Vivre Pâque, ce craquement des tombeaux

Si les liturgies clament avec bonheur Alléluia, Christ est ressuscité, Il est vraiment ressuscité, elles nous donnent à entendre de façon renouvelée la clameur de ceux qui, confrontés à un vide abyssal, s’interrogent : « qui suis-je pour être aussi rejeté, compté pour rien ».

C’est en se rendant sur les décombres que les disciples quitteront l’ombre qui les envahit.

Que de tombeaux ; celui de cette guerre en Ukraine. Tombeau de ceux qui tombent en raison d’un conflit écœurant qui n’a d’autres perspectives que l’arrogance et la volonté de puissance.

Tombeau des droits humains avec sa cohorte d’humiliations, de viols, d’assassinats, et ces charniers, trace d’une violence abjecte.

Tombeau pour l’Orthodoxie. Que de frères qui célèbreront leur Pâque ce week-end seront affligés par un tombeau vide de sens, encombré par la violence qui fait écran à l’invisible.

C’est cet invisible que le disciple, Jean, vit quand il entra dans le tombeau pour se laisser habiter par ce qui demeure existentiellement et éternellement, l’Amour, tremplin vers un autrement.

« Il vit et il crut ».

A l’écoute de cette parole résonnent en moi les mots de Paul Eluard : « comme le jour dépend de l’innocence, le monde entier dépend de tes yeux purs ». Christian Bobin dans son livre « Pierre » dit : « allez vers ceux qu’on aime, c’est toujours aller vers l’au-delà ».

« Quand tout est détruit, qu’il n’y a plus rien, mais vraiment plus rien, il n’y pas la mort et le vide comme on le croirait, pas du tout.

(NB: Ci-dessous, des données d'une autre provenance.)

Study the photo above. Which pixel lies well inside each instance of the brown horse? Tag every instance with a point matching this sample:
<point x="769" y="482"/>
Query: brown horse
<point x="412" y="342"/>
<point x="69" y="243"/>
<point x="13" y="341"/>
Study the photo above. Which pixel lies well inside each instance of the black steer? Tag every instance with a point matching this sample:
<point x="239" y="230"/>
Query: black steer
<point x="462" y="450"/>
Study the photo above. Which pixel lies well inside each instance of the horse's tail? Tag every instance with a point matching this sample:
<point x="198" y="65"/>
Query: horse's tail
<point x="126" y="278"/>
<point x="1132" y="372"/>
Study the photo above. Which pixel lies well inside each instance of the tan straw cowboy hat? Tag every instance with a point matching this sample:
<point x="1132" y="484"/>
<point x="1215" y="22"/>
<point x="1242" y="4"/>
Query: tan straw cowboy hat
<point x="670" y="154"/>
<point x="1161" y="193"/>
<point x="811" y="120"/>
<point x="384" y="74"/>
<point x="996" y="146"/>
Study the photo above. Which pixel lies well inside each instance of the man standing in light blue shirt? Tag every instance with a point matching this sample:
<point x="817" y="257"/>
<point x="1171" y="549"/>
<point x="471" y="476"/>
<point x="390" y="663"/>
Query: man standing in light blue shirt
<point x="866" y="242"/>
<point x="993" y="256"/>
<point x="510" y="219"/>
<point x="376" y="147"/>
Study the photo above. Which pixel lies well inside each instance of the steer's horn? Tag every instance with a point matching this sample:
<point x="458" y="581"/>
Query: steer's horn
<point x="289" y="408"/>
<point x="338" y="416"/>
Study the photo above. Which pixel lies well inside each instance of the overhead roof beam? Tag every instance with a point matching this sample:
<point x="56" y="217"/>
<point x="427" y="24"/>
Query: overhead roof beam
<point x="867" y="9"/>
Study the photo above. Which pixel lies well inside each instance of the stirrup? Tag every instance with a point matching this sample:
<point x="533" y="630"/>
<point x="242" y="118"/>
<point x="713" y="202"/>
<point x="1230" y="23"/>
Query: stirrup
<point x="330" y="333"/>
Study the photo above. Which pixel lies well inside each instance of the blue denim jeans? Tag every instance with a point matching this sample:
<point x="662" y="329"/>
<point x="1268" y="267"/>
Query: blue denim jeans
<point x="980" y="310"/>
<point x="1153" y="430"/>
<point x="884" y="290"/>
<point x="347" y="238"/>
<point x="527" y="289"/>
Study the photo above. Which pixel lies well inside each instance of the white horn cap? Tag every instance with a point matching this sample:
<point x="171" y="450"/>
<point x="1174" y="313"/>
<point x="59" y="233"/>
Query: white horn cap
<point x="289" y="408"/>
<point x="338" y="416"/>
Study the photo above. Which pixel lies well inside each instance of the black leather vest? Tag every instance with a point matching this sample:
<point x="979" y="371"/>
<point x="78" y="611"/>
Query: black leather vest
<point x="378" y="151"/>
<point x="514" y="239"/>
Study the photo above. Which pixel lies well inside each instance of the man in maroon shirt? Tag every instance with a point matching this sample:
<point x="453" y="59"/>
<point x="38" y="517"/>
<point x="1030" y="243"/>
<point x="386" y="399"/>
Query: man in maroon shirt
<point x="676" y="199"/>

Je vous le jure. Quand il n’y a plus rien, il n’y a que l’amour », suivant les mots si forts de Christiane Singer.

Ces yeux purs ne sont-ils pas ceux des disciples d’Emmaüs. Ils partirent le cœur lourd vers un village aux fins de s’éloigner de la vie au grand large. Soudain, dans cette rencontre avec le Ressuscité, ils se relèvent pour devenir des bâtisseurs de sens, d’espérance.

A notre tour, nous sommes attendus pour donner à ce monde le goût du Tout-Autre et de l’autre qui, seul, ouvre les tombeaux.

Les prochaines heures sont celles où il nous faut faire des choix ; puissent-ils être traversés par ce passage ‑ la Pâque – ou l’autre soi l’emporte sur le repli sur soi.

Pâques, c’est ce moment où les cœurs se mettent à brûler, la chair tremble. Soyons sans crainte puisque surgit la naissance d’un inouï vers de nouveaux possibles.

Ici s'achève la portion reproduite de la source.